Did you know that even one DUI or DWI can actually stop you from entering Canada? This is true whether you attempt to cross by air or by land, and regardless if you are the one driving the car.
Who can be stopped at the border because of a DUI?
Every day, unsuspecting US citizens are turned away at the Canadian border because they have a DUI, a DWI or similar offense on their record. Canadian criminal laws are such that anyone who has a criminal conviction on their record can be denied entry into Canada. In the case of a DUI, unless it is the only offense on your record and has occurred over 10 years ago, you may, and most likely will be denied entry.
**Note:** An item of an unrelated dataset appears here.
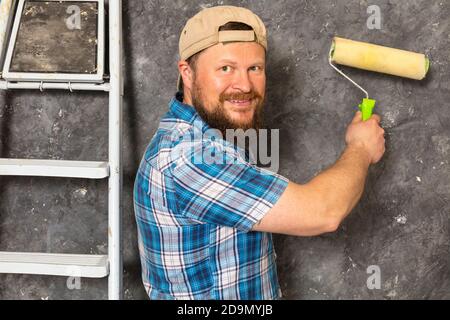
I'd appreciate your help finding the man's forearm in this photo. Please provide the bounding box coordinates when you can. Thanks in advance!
[310,145,370,223]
This rule applies to everyone, including to those travelling to Canada for business purposed such as a meeting or a conference, to individuals entering Canada for a family vacation, or for skiing, fishing or hunting and even to those who are simply transiting through Canada on their way to another country, such as a layover in a Canadian airport, a drive through Canada on the way to Alaska or a cruise.
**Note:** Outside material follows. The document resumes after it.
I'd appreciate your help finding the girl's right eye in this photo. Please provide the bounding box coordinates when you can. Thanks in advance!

What can I do if I have a trip planned to Canada but have a DUI?
Depending on the urgency and time constraints of your trip, you may apply for either a temporary resident permit (TRP) or for Canadian criminal rehabilitation. The temporary resident permit allows you to enter Canada for a specific period of time, depending on your needs and the nature of your trip. Anyone who is eligible can apply for the TRP, usually with the help of an immigration attorney specializing in matters of criminal inadmissibility. You can apply for the TRP if you have a conviction on your record or even if you have just recently been arrested, and a verdict is still pending in your case. There are no time constraints with such an application. Unlike the TRP, an application for criminal rehabilitation requires that at least 5 years have passed since the completion of all of the conditions of your sentence. Once you become eligible, if your application is successful, the criminal rehabilitation is good for life, unless new offenses are committed.
Are there any exceptions to these rules?
As mentioned earlier, if you have had only one DUI conviction, and this offense occurred more than 10 years ago and you have completed all of the conditions of the sentence also more than 10 years ago, in most cases, you will not need to apply for a temporary resident permit or for criminal rehabilitation, because you are deemed rehabilitated by the effect of time. This rule would not apply however, if you have more than one offense on your record, even if the offenses are from 20 or 30 years ago.